A team of international investigators set up nearly two years ago will issue an annual update of its findings at 3.00pm in Kuala Lumpur.

There has been no indication the statement would contain new insights into what actually happened on Mar 8, 2014, when the plane vanished during an overnight flight from Kuala Lumpur to Beijing with 239 passengers and crew.

The team includes investigators from the US National Transport Safety Board (NTSB) and its counterparts from other countries. It is required under international rules to release an annual statement regardless of whether new information has emerged.

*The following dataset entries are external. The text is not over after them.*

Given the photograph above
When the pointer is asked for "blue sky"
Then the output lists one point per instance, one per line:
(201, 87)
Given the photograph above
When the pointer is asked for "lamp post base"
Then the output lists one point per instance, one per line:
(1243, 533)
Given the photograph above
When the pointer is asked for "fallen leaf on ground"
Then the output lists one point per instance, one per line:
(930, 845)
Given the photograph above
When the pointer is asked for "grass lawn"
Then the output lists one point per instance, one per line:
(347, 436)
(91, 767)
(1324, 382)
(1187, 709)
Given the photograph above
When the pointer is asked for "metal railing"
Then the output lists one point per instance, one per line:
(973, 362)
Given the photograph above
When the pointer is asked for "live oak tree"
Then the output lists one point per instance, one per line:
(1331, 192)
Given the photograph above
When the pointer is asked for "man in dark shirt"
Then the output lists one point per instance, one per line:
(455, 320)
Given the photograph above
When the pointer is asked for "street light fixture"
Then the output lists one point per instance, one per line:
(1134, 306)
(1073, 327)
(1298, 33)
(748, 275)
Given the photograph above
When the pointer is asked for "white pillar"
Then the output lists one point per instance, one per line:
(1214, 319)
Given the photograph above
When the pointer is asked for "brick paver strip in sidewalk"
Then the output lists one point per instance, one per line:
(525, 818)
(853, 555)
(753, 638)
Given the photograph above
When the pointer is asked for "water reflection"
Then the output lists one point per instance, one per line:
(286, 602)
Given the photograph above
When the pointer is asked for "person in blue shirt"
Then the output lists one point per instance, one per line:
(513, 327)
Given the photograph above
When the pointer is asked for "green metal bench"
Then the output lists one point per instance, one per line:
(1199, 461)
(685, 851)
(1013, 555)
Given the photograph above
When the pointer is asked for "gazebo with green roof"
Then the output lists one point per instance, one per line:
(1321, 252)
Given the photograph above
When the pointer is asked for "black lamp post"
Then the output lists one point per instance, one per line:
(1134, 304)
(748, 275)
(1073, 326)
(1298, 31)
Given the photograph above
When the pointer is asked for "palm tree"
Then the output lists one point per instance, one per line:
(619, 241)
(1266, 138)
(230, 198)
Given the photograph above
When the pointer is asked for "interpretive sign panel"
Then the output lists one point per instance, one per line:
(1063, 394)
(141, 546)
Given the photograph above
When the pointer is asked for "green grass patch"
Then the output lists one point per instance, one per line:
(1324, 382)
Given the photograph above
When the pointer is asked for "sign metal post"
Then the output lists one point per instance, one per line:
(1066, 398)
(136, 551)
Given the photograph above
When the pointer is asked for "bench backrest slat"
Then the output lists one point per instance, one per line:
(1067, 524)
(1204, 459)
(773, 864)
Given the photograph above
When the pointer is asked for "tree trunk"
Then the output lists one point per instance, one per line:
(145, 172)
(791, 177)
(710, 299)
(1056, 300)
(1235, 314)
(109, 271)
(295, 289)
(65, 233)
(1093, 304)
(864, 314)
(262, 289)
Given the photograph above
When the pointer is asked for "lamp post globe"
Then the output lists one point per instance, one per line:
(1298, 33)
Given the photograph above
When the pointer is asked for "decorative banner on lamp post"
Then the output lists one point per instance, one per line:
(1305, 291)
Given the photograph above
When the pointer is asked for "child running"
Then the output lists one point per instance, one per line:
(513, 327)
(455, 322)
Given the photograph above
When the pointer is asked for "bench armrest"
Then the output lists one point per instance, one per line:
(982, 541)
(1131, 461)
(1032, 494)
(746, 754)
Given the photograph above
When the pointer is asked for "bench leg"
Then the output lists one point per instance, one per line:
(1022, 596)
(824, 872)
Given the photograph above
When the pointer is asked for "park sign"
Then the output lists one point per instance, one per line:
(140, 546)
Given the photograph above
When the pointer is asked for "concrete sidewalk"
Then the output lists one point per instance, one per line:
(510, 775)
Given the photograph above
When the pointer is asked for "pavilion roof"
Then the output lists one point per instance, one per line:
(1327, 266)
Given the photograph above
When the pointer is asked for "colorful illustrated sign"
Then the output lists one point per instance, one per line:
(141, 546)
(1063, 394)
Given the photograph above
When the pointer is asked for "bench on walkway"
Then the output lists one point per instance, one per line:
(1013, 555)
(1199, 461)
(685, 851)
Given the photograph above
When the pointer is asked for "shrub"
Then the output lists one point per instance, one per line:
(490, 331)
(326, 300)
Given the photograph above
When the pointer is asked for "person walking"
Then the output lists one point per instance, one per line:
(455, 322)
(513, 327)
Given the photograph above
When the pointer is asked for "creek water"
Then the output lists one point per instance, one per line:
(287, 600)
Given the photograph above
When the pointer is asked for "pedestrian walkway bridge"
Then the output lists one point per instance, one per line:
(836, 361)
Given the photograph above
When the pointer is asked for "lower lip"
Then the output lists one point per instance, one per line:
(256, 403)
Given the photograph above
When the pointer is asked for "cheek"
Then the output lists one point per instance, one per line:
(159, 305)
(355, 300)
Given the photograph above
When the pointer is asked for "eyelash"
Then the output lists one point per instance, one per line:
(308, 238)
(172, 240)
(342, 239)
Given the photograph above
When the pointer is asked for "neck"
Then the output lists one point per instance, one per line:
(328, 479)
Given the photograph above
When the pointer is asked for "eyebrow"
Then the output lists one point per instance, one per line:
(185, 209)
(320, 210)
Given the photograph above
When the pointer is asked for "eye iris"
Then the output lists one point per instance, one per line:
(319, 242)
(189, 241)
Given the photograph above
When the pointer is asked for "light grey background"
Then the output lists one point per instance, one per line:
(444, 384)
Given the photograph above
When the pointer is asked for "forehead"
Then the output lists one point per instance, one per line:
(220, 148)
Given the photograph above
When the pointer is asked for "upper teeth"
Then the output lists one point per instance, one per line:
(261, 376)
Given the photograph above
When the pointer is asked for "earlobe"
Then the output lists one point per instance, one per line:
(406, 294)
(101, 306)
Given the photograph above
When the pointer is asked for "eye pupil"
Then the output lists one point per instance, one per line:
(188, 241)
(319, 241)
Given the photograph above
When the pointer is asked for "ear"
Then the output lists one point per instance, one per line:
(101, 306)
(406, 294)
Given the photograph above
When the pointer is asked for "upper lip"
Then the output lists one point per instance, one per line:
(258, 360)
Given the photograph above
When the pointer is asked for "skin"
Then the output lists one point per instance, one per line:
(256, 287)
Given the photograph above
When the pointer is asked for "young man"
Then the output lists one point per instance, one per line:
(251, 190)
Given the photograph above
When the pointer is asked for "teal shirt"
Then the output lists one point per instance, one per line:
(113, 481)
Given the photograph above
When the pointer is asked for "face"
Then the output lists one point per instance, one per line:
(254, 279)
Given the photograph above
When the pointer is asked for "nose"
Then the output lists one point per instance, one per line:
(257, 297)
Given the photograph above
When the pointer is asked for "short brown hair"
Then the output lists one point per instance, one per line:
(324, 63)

Its first report, issued on the one-year anniversary, shed no new light on what remains one of aviation’s greatest mysteries. Analysts believe MH370 veered far off course to the remote southern Indian Ocean, where it went down.

Theories of what caused the disappearance include a possible mechanical or structural failure, a hijacking or terror plot, or rogue pilot action. But nothing has emerged to support any single scenario.

An extensive two-year search led by Australia, which aims to locate debris on the seafloor and possibly retrieve the black boxes, has come up empty.

A wing fragment was found on an island thousands of kilometres from the search area last July and later confirmed to be from MH370, the first proof that the plane went down.

Two new pieces of debris found in the past week have raised anticipation ahead of the anniversary, but are yet to be confirmed as from MH370.